Cardiovascular disease is a complex condition that affects many people all over the world. In treatment, and notably in the discipline of cardiology, the timely and precise identification of heart disease is essential. In this study, we proposed an ML-based method for quickly and precisely identifying cardiac disease. The system is based on classification algorithms like SVM, LR, artificial neural networks, KNN, Nave bays, and DT. Standard feature selection algorithms like Reliever, Negligible backup maximum possible significance, least squares wastage anywhere from, and Local learning have been used to eliminate redundant and irrelevant features. In addition, we proposed a special fast conditionally information gain feature selection technique to address the feature selection issue. [4] In order to increase classification accuracy and reduce classification system execution time, the approaches for feature selection are applied. In order to determine the optimum methods for model evaluation and hyper parameter tweaking, the leaving one case out cross-validation methodology was also used. Classifier performance is assessed using performance measures.

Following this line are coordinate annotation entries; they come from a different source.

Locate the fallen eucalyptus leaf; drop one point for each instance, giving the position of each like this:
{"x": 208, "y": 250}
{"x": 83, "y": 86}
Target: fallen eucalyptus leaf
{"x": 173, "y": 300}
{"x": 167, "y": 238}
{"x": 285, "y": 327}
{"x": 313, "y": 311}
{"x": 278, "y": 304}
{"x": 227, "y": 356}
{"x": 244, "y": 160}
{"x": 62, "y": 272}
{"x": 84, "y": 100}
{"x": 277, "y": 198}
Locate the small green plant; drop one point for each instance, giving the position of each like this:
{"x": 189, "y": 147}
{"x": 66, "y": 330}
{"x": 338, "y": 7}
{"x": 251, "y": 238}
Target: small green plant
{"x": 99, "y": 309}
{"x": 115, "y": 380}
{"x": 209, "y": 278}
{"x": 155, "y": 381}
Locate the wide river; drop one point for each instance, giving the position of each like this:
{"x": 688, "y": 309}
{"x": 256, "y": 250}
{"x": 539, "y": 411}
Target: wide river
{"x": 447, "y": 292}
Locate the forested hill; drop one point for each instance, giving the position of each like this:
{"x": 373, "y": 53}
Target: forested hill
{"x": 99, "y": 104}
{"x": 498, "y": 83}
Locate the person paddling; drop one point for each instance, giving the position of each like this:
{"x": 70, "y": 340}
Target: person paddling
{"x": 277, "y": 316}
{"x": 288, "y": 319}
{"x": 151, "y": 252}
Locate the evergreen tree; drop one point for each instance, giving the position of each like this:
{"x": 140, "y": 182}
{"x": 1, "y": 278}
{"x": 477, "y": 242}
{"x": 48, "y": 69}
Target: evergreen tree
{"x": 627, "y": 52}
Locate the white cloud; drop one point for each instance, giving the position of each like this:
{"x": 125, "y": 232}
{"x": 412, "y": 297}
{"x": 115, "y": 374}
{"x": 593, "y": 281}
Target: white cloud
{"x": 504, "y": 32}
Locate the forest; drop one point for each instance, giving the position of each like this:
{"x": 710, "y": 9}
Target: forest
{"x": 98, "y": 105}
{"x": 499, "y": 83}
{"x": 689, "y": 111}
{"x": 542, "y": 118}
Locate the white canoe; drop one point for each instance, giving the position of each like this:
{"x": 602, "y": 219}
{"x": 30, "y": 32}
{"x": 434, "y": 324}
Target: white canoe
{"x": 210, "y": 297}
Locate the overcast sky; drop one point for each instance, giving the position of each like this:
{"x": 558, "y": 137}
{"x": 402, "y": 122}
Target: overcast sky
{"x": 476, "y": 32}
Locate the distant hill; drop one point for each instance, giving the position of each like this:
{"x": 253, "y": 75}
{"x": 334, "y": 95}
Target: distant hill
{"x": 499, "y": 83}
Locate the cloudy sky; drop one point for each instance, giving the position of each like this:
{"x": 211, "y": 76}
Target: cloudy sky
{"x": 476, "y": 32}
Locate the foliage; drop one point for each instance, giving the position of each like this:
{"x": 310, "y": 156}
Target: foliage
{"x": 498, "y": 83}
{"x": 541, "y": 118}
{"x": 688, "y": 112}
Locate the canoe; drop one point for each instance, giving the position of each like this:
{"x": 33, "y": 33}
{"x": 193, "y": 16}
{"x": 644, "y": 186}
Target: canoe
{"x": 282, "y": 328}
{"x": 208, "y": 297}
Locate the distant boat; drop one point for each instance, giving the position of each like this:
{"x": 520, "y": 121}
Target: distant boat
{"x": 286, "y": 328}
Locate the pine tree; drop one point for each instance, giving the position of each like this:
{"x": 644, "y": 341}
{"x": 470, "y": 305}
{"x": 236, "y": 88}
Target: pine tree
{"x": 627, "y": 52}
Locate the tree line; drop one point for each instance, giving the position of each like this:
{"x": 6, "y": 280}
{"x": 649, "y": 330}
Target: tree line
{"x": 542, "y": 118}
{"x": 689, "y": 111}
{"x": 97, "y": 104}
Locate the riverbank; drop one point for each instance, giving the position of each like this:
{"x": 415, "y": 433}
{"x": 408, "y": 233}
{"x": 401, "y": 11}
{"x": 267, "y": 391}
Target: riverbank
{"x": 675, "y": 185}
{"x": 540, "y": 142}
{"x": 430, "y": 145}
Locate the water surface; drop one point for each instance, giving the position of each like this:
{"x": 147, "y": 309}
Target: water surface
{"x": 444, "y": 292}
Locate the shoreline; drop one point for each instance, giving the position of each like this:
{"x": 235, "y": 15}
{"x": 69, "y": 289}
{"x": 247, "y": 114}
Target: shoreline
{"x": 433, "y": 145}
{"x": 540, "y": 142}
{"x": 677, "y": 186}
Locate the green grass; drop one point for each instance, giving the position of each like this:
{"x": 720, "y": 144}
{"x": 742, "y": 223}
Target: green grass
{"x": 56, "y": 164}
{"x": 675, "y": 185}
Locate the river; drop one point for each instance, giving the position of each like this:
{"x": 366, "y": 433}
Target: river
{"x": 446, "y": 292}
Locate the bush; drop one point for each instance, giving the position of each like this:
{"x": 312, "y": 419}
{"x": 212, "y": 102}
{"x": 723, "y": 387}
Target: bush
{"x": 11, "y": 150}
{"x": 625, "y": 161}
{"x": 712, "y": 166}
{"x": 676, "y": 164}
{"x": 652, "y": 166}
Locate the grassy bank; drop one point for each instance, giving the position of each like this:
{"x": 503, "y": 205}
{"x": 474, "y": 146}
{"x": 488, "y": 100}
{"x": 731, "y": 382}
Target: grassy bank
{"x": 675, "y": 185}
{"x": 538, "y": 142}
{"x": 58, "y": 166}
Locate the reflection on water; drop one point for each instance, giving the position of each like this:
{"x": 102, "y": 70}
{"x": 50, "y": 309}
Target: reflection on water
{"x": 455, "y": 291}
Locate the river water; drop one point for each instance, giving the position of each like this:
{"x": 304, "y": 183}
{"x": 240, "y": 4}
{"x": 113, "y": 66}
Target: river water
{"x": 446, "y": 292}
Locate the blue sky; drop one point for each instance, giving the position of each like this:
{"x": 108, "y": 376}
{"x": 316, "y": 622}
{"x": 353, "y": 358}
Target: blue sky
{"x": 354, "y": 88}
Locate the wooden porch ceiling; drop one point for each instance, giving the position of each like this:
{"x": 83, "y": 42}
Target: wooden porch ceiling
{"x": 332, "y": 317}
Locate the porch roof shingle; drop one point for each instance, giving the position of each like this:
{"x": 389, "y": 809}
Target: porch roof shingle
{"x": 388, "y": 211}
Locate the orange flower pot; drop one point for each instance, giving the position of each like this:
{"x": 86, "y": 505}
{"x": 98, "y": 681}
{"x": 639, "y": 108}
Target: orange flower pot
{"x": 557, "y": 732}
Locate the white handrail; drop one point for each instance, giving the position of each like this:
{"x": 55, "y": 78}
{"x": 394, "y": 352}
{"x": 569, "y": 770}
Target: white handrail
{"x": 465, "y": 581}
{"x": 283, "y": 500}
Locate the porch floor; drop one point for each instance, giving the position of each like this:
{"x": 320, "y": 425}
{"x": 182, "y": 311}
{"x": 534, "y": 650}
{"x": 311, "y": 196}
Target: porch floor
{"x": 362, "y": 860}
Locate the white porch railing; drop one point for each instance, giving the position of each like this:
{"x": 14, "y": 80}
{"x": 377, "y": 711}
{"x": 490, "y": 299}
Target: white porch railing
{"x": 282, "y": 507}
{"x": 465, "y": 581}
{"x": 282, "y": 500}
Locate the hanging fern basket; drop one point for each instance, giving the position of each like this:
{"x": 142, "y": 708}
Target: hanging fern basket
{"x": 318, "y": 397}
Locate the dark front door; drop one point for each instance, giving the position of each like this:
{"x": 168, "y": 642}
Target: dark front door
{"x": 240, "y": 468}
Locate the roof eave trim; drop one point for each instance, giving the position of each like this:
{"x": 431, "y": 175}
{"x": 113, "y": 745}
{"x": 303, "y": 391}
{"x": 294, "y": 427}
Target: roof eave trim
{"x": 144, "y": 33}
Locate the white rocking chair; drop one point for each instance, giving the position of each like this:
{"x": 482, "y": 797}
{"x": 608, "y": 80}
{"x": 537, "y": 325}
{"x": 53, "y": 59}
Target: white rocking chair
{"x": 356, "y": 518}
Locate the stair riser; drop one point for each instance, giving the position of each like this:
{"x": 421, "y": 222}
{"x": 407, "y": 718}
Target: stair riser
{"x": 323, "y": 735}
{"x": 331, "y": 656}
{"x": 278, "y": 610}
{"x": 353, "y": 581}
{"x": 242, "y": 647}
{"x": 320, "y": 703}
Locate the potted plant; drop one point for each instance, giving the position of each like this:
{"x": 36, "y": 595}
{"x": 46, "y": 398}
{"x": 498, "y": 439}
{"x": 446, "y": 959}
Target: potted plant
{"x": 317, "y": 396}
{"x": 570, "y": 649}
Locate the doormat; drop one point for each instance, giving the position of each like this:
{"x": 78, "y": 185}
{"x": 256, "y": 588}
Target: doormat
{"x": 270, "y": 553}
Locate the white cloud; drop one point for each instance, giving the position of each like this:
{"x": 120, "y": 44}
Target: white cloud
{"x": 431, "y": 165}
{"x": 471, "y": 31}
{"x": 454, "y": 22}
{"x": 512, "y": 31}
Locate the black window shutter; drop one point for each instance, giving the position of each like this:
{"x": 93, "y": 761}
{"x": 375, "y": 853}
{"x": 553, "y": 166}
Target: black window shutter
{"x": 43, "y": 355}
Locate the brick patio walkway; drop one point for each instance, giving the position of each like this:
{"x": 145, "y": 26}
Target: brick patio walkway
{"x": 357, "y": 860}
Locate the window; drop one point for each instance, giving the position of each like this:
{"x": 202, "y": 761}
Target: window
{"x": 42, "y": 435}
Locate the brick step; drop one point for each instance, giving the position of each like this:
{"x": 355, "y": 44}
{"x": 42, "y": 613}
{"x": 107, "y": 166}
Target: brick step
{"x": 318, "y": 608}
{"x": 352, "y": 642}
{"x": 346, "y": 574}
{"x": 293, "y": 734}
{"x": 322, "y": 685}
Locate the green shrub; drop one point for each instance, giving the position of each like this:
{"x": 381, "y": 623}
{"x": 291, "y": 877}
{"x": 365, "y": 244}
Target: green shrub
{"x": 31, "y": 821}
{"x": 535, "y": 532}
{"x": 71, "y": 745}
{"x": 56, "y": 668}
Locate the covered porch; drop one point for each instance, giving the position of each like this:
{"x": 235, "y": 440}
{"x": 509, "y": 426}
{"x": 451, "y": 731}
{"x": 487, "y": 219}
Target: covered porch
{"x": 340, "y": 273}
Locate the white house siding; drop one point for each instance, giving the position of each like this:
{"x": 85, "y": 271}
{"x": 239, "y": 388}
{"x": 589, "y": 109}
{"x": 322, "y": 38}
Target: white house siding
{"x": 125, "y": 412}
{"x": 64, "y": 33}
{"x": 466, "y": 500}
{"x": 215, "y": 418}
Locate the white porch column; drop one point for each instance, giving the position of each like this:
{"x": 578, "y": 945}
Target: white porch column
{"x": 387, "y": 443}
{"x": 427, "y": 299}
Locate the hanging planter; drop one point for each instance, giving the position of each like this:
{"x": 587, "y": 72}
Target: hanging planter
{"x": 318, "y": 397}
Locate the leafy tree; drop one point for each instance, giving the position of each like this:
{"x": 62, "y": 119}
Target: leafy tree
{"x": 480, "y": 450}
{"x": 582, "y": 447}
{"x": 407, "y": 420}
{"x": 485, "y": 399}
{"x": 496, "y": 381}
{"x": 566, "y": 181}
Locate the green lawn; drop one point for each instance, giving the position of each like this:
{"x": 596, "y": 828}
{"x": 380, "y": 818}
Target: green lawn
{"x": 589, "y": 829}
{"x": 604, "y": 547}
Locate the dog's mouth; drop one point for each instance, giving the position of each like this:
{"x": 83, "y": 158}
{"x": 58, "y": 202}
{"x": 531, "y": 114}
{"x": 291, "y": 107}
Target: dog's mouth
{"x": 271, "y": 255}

The performances of the classifiers have been assessed using the features chosen utilizing feature selection methods. According to the experimental findings, an elevated intelligent system for detecting heart illness might be made by combining the suggested feature selection approach (FCMIM) with a classifiers support vector machine. The suggested diagnosis system (FCMIM-SVM), when compared to previously described methods, achieved good accuracy. The suggested method is also user-friendly in the healthcare industry for the identification of cardiac illness.

Medicine’s hardest problem is predicting heart disease. Medical and other specialists take a long time to figure out the cause. This work uses LR, KNN, SVM, GBC, and Grid Search to forecast cardiac illness. 5-fold cross-validation validates the system. Contrast these four methods. The Extreme Patterns Boosting Encoder using Mesh Refinement CV had the best and virtually identical test and training accuracy for both datasets at 100% and 99.03%. Further analysis shows that the XG Boost Classifier without Grid Search CV has the best testing and training accuracies for both datasets at 98.05% and 100%. (Hungary, Switzerland & Long Beach V and UCI Kaggle). [5] The proposed method’s systematic results are compared to heart disease prediction studies. This Extreme Conjugate Gradient Boosting Encoder with Grid Search CV has the highest max parameter for measuring accuracy. This paper proposes a new model-creation technique for practical challenges.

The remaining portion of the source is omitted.